I don't get your line "Acquirers aren't particularly keen on taking on that risk": Isn't it the the raison d'être of Acquirer to sign up Merchants? Whatever risk that entails must go with the territory! In any case, in the Merchant Aggregator model, the end Merchant's sales proceeds come into the Merchant Aggregator's account from where the Merchant Aggregator must approve movement of the funds to the end Merchant's bank account. In case of fraud or whatever, the Merchant Aggregator can always freeze the funds, as PayPal keeps doing ostensibly to mitigate its risk. Maybe Square and Stripe do the same for the same reason. My implicit point was that the PSP business has been commoditized for a long time. With due respect to your five areas of value add, it's still quite difficult to differentiate oneself on plain vanilla payment processing features alone. OTOH, many merchants still have a lot of pain in getting a Merchant Account directly from a Bank, so if PSP offers sub Merchant Account, that'd be a winner.

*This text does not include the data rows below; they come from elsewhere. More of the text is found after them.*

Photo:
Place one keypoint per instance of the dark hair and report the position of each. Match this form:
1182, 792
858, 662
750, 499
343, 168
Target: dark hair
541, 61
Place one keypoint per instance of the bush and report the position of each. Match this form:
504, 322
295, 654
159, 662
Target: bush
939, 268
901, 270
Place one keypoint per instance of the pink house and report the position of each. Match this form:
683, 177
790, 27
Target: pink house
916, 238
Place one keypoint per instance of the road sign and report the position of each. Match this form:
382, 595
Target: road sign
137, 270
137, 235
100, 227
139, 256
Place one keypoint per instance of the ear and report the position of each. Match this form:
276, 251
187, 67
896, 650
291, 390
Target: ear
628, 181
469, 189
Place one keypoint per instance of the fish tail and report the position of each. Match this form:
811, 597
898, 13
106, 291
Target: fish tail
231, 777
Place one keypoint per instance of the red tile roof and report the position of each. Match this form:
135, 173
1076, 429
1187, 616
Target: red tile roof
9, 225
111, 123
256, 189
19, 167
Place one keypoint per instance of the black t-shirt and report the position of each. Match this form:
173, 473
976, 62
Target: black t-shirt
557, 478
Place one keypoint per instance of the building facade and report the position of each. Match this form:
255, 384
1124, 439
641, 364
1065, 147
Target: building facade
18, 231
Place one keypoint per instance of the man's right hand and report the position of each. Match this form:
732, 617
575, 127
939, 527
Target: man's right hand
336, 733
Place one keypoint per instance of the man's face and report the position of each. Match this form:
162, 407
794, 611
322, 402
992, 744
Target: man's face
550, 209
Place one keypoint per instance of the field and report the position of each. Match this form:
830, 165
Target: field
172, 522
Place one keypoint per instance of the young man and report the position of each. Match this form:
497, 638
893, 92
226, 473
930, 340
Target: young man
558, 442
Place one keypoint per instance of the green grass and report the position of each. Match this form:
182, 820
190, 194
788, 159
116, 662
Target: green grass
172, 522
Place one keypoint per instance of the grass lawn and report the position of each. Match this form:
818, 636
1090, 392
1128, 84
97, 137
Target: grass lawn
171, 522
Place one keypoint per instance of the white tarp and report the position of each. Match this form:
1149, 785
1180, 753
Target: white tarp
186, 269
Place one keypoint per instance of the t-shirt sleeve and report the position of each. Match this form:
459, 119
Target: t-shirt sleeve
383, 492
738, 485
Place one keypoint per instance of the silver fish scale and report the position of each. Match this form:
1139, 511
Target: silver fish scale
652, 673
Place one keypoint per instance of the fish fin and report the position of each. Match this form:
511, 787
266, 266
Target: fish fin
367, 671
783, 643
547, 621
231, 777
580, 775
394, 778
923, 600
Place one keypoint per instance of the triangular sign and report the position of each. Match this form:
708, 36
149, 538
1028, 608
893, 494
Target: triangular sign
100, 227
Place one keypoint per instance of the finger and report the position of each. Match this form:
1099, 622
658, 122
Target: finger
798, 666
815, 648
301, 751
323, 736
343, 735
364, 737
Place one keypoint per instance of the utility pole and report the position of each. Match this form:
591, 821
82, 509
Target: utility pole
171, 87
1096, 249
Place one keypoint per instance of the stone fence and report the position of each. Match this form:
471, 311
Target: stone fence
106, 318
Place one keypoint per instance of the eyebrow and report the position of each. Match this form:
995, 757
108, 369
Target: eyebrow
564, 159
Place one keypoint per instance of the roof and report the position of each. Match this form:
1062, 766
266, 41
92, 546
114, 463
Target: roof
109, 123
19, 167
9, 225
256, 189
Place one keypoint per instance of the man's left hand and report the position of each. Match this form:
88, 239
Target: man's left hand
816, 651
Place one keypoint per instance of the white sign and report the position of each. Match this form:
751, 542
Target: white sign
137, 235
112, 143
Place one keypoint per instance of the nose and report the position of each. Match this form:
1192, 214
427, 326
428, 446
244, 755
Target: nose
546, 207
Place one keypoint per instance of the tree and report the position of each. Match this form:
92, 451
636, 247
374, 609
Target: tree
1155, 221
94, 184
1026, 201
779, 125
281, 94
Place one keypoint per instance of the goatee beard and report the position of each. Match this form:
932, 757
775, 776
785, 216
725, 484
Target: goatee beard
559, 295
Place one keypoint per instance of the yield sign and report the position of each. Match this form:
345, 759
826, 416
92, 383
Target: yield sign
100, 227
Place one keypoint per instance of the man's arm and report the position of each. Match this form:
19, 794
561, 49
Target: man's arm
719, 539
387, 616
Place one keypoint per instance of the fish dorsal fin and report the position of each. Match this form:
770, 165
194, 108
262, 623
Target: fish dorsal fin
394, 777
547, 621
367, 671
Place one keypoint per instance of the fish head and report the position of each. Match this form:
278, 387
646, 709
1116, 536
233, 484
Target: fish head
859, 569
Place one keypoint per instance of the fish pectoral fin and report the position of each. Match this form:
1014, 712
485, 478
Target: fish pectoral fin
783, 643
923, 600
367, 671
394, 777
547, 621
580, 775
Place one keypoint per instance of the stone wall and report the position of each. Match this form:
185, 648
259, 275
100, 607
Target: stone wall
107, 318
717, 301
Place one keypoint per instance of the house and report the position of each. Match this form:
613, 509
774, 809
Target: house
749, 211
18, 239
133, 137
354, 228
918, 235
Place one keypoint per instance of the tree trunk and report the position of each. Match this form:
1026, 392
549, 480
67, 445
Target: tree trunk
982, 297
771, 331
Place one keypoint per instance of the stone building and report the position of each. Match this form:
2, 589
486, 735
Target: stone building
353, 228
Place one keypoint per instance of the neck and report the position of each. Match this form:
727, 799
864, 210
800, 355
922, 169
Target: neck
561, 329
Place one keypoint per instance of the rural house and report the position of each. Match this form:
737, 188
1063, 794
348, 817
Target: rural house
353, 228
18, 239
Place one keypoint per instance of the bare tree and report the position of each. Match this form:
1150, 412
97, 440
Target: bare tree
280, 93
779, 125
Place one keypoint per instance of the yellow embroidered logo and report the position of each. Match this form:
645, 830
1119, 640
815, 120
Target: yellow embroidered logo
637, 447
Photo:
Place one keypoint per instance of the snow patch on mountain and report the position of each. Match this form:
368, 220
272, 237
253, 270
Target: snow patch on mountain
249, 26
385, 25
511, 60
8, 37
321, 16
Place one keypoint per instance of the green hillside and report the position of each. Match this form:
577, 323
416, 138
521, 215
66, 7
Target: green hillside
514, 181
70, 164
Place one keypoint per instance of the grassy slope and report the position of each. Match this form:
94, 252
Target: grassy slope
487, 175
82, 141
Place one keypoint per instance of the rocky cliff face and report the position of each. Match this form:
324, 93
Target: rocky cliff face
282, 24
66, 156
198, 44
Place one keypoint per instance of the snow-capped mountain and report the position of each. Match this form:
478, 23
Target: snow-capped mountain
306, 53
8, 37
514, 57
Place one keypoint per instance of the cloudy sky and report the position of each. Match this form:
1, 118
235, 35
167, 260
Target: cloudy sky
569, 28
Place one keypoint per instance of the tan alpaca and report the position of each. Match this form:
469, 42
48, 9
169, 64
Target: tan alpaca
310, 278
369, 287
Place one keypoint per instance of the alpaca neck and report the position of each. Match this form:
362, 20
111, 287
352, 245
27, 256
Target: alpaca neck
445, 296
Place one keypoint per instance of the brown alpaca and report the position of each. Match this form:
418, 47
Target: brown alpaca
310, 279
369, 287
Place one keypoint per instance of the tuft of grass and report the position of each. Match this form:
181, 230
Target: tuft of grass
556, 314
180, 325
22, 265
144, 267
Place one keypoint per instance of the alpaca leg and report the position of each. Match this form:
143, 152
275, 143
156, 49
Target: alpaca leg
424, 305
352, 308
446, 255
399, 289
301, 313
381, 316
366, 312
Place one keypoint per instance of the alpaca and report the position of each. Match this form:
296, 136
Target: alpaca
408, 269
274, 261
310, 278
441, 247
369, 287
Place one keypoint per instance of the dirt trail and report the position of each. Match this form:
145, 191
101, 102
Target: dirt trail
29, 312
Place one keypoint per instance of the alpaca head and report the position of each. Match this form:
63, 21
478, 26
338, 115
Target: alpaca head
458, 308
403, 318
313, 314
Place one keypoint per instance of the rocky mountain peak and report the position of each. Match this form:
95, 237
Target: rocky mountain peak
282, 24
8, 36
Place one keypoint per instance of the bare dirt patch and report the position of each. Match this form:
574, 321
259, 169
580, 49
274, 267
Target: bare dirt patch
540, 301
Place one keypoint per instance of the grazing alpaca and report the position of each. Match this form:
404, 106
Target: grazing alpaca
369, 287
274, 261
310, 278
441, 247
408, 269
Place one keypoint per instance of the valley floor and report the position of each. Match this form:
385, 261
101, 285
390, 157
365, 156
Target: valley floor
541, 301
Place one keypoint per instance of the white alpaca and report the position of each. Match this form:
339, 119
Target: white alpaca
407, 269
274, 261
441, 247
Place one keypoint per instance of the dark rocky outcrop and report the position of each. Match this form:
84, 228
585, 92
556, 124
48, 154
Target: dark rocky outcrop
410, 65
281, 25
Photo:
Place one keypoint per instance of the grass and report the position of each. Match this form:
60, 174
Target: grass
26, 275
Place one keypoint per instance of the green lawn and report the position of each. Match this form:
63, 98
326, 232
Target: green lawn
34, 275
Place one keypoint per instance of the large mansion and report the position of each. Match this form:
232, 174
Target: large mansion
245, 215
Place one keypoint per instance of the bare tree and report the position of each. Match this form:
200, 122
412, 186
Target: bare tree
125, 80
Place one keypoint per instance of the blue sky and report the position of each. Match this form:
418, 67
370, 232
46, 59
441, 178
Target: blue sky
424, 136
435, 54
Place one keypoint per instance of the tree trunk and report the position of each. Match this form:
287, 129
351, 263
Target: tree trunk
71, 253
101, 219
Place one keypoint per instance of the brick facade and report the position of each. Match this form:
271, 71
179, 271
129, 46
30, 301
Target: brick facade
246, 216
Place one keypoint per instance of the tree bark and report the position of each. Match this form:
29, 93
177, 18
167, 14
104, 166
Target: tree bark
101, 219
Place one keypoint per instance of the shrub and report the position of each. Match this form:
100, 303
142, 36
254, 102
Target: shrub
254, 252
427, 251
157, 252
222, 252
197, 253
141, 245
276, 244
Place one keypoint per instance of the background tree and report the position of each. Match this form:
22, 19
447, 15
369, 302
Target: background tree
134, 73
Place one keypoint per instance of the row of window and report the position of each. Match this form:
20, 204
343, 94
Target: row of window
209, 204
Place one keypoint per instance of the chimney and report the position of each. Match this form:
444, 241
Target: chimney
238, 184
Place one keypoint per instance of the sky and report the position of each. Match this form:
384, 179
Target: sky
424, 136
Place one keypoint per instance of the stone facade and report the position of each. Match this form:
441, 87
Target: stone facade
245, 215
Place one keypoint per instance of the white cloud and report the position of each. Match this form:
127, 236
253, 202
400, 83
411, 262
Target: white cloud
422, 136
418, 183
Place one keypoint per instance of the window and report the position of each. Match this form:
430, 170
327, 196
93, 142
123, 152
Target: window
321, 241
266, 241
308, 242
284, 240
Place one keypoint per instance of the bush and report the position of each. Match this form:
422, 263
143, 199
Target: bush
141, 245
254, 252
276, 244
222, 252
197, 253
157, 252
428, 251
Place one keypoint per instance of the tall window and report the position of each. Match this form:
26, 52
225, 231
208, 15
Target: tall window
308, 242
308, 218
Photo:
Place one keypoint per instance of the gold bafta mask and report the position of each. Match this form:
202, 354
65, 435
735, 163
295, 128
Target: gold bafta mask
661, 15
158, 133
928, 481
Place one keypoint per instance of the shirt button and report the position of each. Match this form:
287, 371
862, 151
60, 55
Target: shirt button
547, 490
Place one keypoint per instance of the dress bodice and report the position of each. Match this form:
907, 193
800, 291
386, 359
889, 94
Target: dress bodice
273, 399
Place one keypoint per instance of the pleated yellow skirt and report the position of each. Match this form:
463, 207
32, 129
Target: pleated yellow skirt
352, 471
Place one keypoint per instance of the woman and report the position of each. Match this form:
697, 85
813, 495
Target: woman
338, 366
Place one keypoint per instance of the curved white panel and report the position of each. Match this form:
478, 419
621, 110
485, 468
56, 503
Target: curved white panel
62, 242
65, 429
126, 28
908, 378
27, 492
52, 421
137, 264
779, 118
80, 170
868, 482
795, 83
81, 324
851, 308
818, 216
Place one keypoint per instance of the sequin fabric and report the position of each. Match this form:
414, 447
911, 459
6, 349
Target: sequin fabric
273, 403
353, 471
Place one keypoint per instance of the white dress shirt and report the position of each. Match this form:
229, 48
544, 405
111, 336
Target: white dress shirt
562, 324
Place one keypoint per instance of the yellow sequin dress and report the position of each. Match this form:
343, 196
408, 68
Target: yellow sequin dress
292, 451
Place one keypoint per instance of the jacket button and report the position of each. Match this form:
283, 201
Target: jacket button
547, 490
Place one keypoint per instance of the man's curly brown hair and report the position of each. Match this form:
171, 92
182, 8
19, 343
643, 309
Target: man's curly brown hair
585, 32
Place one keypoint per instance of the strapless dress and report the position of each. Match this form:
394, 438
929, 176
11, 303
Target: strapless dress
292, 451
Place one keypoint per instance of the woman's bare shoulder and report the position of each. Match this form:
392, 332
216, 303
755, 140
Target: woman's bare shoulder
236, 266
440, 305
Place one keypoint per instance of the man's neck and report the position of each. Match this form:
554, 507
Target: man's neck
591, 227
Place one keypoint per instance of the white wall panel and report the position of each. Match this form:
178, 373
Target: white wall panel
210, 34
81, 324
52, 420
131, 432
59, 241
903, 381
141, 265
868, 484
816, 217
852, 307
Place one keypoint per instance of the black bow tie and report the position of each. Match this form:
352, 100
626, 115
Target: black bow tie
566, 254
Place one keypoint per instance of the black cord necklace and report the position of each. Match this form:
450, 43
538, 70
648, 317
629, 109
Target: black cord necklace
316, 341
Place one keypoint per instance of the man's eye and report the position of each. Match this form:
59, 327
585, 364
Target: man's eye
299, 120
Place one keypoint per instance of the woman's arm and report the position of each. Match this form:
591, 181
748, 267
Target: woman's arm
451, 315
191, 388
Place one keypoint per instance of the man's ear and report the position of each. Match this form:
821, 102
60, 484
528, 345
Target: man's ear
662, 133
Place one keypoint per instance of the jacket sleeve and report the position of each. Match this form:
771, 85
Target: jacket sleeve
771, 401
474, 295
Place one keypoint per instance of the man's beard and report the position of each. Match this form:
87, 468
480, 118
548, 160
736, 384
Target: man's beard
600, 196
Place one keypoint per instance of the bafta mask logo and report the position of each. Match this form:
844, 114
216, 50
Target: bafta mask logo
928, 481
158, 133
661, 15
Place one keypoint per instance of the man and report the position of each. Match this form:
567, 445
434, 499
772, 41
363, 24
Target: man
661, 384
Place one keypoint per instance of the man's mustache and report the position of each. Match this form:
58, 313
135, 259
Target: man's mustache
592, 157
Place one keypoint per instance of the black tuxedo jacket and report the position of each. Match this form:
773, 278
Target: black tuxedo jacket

Put differently, why should a business go to a PSP and be left to its own devices to get a Merchant Account from a Bank, when it can totally bypass PSPs by going to a Merchant Aggregator like Stripe and avoid that challenge, and get payment processing anyway included with that?

Paul Marcantonio
Paul Marcantonio - Ecommpay - London 14 August, 2019, 15:56Be the first to give this comment the thumbs up 0 likes

Based on your examples, it would appear that you’re mostly referring to the US model. Would that be the correct assumption to make? I must admit that for the basis of this article, I used my (EU-based) company. Consequently, we’re talking about a context in which both PSPs and Acquirers would be responsible for opening Merchant Accounts on behalf of their clients. If I’m not mistaken, Stripe also follows this model. 

Another thing that I should’ve specified in my article is that it really comes down to what the merchant is trying to achieve. As per my points, there are services beyond simply processing payments that could make working with a PSP or an Acquirer (as opposed to, say, a payments facilitator) worthwhile.

Please feel free to contact me on email at paul@ecommpay.com to discuss further!

Ketharaman Swaminathan
Ketharaman Swaminathan - GTM360 Marketing Solutions - Pune 16 August, 2019, 09:18Be the first to give this comment the thumbs up 0 likes

TY for your detailed response. 

No, I'm not referring just to the US model. AFAIK, PayPal has been offering Merchant Aggregation model in EU / UK for +15 years; STRIPE began doing so in circa 2013.

Eventually only an Acquirer can provide a Merchant Account. But the difference between plain vanilla PSP and STRIPE-like Merchant Aggregator model is who frontends / underwrites the Merchant Account. In the PSP model, Merchant must get Merchant Account directly from Acquirer, which is quite a PITA. In the Merchant Aggregator model, Merchant Aggregator gets a Master Merchant Account from the Acquirer in its own name, which it then "rents" out to individual Merchants, who need not approach the Acquirer at all. So, there's a big difference in the scope of work - and value proposition thereof - between PSP and Merchant Aggregator, at least for Merchants who don't get a Merchant Account directly from an Acquirer.